When faced with Covid, the Democratic Party defined leadership by asking “What is the best way to solve this national crisis?” They insisted the answer was to follow the best available science. Trump, however, defined the issue by asking “Why should American freedom be curtailed by overbearing mask wearing liberals and political correctness?”

For Trump, the primary issue has always been how to define the Democrats. He vilifies them on Twitter and supports media that broadcasts conspiracy theories, unsupported false information and propaganda in order to polarize his base. The Democrats have always been blind to this. It is really not a policy dispute.

Trump lost the election but this argument isn’t over.

Trump received 74 million votes and remains the voice of the Republican Party. It has been reported that over half of all Republicans believe that the election was stolen and Trump won.

The issue now is how can the country address this polarization in order to preserve its democracy.

The First Amendment broadly protects anything related to free political speech, so a democracy cannot rely on the government to police and protect the voting public.

In the alternative, the president of a publicly-held company would be liable for a breach of fiduciary duty for the Covid loss of life which could’ve been prevented if not for his self-dealing at the public’s expense.

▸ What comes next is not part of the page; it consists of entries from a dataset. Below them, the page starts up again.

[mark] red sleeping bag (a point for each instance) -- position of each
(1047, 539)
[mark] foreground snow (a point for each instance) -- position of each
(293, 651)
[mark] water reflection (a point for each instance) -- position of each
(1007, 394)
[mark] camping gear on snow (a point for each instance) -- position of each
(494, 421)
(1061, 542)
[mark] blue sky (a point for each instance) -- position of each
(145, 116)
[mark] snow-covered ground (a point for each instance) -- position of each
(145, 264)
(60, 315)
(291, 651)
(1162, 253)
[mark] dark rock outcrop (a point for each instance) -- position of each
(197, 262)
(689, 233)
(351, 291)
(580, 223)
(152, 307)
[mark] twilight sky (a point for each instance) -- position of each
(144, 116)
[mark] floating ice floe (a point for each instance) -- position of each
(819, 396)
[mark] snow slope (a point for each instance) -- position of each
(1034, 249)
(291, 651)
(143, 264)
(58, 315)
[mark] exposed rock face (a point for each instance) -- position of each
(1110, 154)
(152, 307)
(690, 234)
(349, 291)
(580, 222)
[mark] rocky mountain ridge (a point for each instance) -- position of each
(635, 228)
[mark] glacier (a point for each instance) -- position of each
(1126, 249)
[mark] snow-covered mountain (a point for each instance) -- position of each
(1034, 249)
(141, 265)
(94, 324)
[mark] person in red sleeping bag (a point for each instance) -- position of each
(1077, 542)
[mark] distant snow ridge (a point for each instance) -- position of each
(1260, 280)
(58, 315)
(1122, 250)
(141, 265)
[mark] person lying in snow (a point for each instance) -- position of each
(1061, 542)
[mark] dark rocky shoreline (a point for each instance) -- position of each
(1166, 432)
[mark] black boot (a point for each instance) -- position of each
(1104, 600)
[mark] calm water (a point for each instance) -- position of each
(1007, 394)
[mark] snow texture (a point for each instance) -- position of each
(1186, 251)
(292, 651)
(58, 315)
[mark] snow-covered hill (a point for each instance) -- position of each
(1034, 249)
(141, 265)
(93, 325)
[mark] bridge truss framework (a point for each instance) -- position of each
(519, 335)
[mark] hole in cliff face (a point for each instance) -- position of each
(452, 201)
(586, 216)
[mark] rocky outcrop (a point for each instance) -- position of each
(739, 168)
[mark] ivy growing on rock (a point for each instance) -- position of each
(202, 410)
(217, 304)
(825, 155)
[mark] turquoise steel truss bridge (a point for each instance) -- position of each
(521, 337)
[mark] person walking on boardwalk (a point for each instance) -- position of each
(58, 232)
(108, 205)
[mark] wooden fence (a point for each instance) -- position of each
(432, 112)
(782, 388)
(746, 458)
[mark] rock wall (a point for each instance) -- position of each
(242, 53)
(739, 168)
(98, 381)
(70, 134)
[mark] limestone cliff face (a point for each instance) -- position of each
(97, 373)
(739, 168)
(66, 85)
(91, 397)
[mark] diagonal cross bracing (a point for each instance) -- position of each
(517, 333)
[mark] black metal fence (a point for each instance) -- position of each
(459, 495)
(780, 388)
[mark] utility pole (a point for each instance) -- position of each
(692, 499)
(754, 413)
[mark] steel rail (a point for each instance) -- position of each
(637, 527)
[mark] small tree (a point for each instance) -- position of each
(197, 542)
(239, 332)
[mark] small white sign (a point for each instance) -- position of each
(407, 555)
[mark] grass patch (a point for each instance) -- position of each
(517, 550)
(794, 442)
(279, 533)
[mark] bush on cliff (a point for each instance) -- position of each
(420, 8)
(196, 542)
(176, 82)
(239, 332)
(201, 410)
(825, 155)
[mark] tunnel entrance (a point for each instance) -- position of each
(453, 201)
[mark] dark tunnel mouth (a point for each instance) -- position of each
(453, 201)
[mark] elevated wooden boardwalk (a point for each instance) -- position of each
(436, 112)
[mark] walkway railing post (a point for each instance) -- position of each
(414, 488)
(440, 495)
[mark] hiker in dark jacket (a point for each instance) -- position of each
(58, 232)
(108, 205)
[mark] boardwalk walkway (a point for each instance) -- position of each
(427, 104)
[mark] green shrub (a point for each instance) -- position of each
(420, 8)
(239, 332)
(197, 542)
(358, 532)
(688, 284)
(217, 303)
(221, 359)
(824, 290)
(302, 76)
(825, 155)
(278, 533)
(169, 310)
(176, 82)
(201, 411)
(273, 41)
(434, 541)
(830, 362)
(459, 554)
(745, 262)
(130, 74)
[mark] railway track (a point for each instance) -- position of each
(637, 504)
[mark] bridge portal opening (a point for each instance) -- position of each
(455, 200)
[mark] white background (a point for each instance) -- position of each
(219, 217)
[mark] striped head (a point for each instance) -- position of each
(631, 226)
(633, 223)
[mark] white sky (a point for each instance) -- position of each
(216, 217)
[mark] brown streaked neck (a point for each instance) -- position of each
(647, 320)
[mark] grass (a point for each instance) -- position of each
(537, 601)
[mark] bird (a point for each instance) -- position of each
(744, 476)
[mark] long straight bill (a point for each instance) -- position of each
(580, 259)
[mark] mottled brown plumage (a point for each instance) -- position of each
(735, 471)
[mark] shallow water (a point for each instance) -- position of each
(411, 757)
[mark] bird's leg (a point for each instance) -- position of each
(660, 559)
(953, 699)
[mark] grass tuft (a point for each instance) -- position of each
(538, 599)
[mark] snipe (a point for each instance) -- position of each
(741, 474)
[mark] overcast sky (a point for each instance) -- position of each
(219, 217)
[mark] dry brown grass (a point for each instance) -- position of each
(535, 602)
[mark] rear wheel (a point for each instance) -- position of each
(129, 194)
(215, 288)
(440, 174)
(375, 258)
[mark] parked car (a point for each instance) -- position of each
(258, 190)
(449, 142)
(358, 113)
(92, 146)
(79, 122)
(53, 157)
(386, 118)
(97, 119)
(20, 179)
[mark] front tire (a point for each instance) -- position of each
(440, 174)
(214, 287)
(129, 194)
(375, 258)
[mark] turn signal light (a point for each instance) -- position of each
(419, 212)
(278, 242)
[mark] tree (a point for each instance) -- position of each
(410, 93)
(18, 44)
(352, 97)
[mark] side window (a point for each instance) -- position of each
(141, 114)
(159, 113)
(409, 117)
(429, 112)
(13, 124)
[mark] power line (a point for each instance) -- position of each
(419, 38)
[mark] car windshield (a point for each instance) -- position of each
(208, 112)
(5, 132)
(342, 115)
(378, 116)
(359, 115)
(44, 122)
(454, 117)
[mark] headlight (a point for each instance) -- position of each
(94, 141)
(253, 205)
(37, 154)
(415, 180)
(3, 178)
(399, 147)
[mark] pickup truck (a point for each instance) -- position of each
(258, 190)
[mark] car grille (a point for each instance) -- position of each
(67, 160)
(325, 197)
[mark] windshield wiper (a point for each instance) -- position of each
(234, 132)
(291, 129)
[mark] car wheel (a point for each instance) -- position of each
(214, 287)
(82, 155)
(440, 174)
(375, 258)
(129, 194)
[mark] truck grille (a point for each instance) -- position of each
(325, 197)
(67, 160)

Could the Justice Department create a special prosecutor to investigate and prosecute Trump for obstruction of justice, violations of the Hatch Act and many other examples of malfeasance? Yes.

What if Trump pardons himself? This has never been tested and the authorities are split, but I am virtually certain that he could not. There are endless Constitutional textual analyses available, but a self-pardon would imply the founders granted an American president more power than the king they hated, and placed the President above the law.

The people could, through their legislators, lift the protection preventing civil law suits against private companies, such as social media in defamation cases. That is not government shutting down political speech — it is just permitting damages for false speech at the expense of a private citizen or companies. But it sure could change behavior if their revenues were put at risk for profiting from the political polarization.

The only solution is that the people must protect their own government.

Public discussion to change public opinion is the only solution. It is our own individual responsibility to find ways to revive public speech.

Democrats need to listen and may need to forego prosecution or vindication rather than prove to themselves they were always right. The Democrats have always been blind to this. It is really not a policy dispute. It is a private obligation.